In fact, the reception from this investigation was so huge, and the questions around it so many, that we hosted an entire AMA about router security and received more than 500 questions and comments.

Read our in-depth investigation into how we discovered it, the company behind these routers (they're both from the same parent company in China), and how it impacts you.

You can also watch the video below, including an interview with the three researchers:

#4 The secret network of shady Android app developers

In one of our earlier investigations, we discovered that 101 apps on Google Play, with a combined 69 million installs, were in fact all created by the same person or group.

Although these 101 apps were all listed under 27 different app developers, we discovered that they were all from the same group. We also worked with the mobile security firm Pradeo to understand the scope of this scam network.

Read the full investigation to see how we discovered this shady app network and why they're doing it.

#5 The beauty camera apps (that might be stealing your data)

In our very first investigation published on CyberNews, we looked at how the most popular beauty camera apps on Google's Play store, with more than 1.4 billion installs, were rife with privacy and security issues.

These suspicious apps had previously been caught scraping and sell users' data, plaguing them with nonstop, malicious ads, redirecting them to phishing websites, or evening spy on their users.

"Thanks for your hard work...Trust me, there are many, many, many of us who, whether we know it or not, depend on people like you to sort through the byzantine code monkey pandemonium in search of genuine threats to ourselves and our children. Keep it up, please!"

Reader comment

Get the full story on how we performed this investigation and how you can protect yourself from shady camera apps.
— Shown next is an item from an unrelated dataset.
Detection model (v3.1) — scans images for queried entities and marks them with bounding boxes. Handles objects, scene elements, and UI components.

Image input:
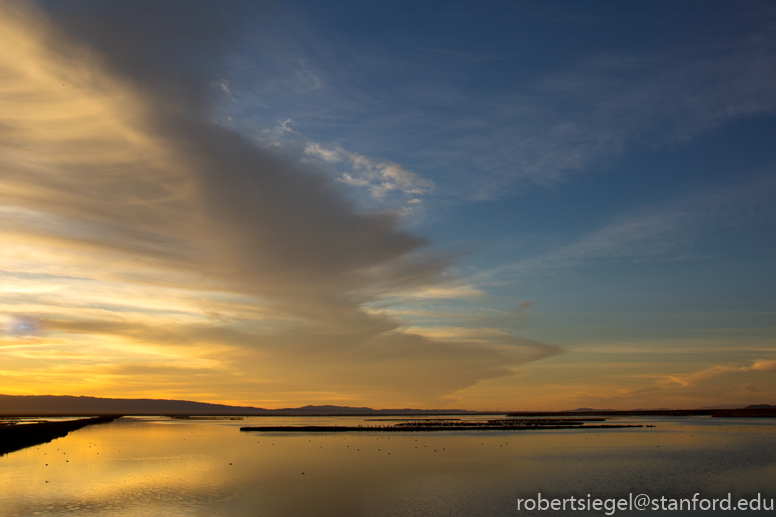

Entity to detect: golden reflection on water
[0,418,776,516]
#6 How (and why) we hacked Daily Mail journalists

One of the most fun we had here occurred when the Daily Mail, one of the leading newspapers in the UK, asked us to hack three of their journalists.
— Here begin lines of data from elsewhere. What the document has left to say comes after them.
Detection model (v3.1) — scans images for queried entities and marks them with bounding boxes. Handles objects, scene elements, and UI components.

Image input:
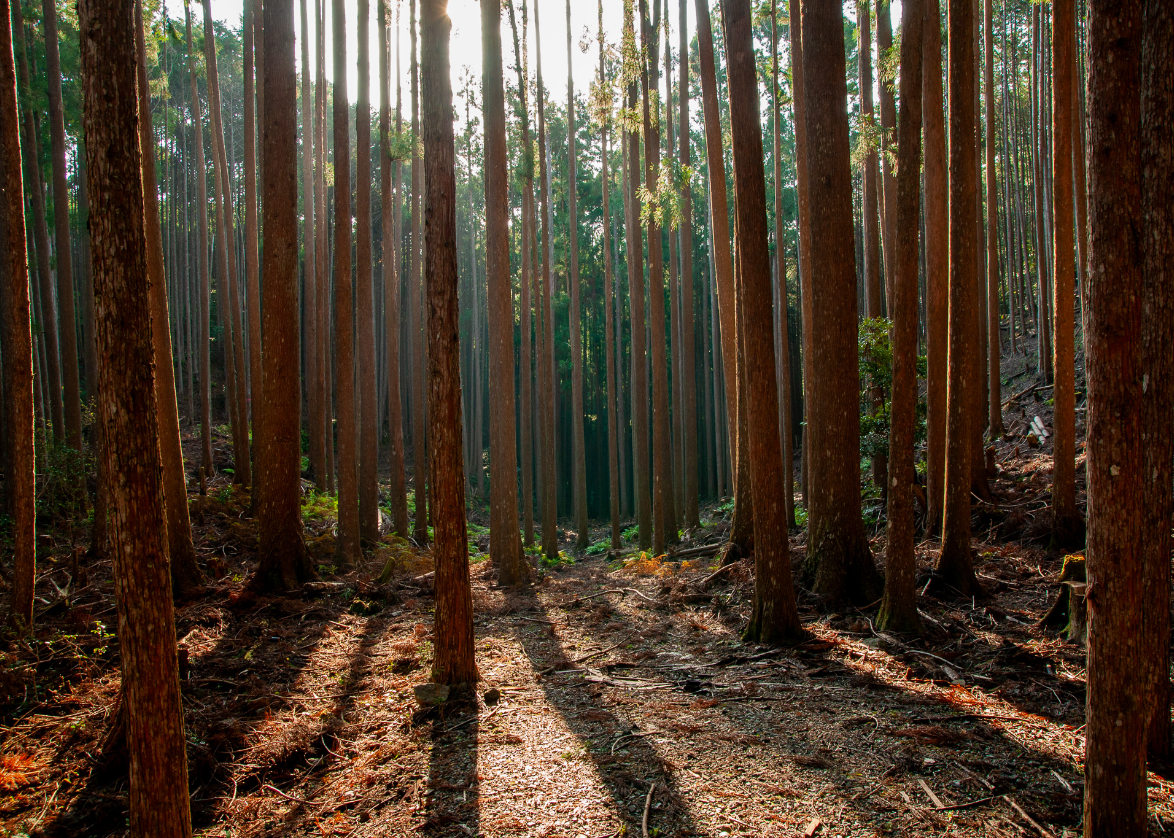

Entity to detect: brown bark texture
[0,0,36,629]
[254,2,315,590]
[803,0,881,603]
[331,0,360,568]
[1084,0,1145,838]
[935,0,981,596]
[481,2,529,584]
[722,0,803,643]
[420,0,474,684]
[79,0,191,821]
[135,2,203,600]
[877,0,924,631]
They wanted to see how easy it would be for hackers to get into their accounts with just a target's name. In this ethical hacking experiment, we showed them just how much can be done by hackers (the good ones like cybersecurity researchers, or the bad ones like cybercriminals) with minimal information.

Read here for how it all went down, and our successes (and failures) in employing four attack methods to hack the Daily Mail journalists.

#7 Yes, we really did hijack 28,000 printers in the name of cybersecurity

Imagine 27,944 printers, all around the world, all printing our guide on how to secure these printers. That's exactly what we did in this ethical hacking experiment, where we wanted to raise awareness of vulnerable printers with weak security.

In fact, our analysis showed that approximately 500,000 printers were vulnerable to various cyberattacks. While all we did was print a brief version of our printer security guide, cybercriminals can add them to botnets for DDoS attacks or even enter the corporate network (if it's a business printer).

"The experiment did a good job of showing how vulnerable your network endpoints can be if you are not taking all the steps to secure privacy."

Reader comment

You should real the full investigation to see how we hacked these printers and how to make sure it doesn't happen to yours. You can also watch the video summary below:

What's next

So that was all from 2020, our first full year investigating important cybersecurity issues affecting everyday consumers and businesses. So what's on our plate for 2021?

As we build our investigation team and increase our scope, we're going to be uncovering much bigger issues, including the software, hardware, people and organizations affecting your online privacy and security.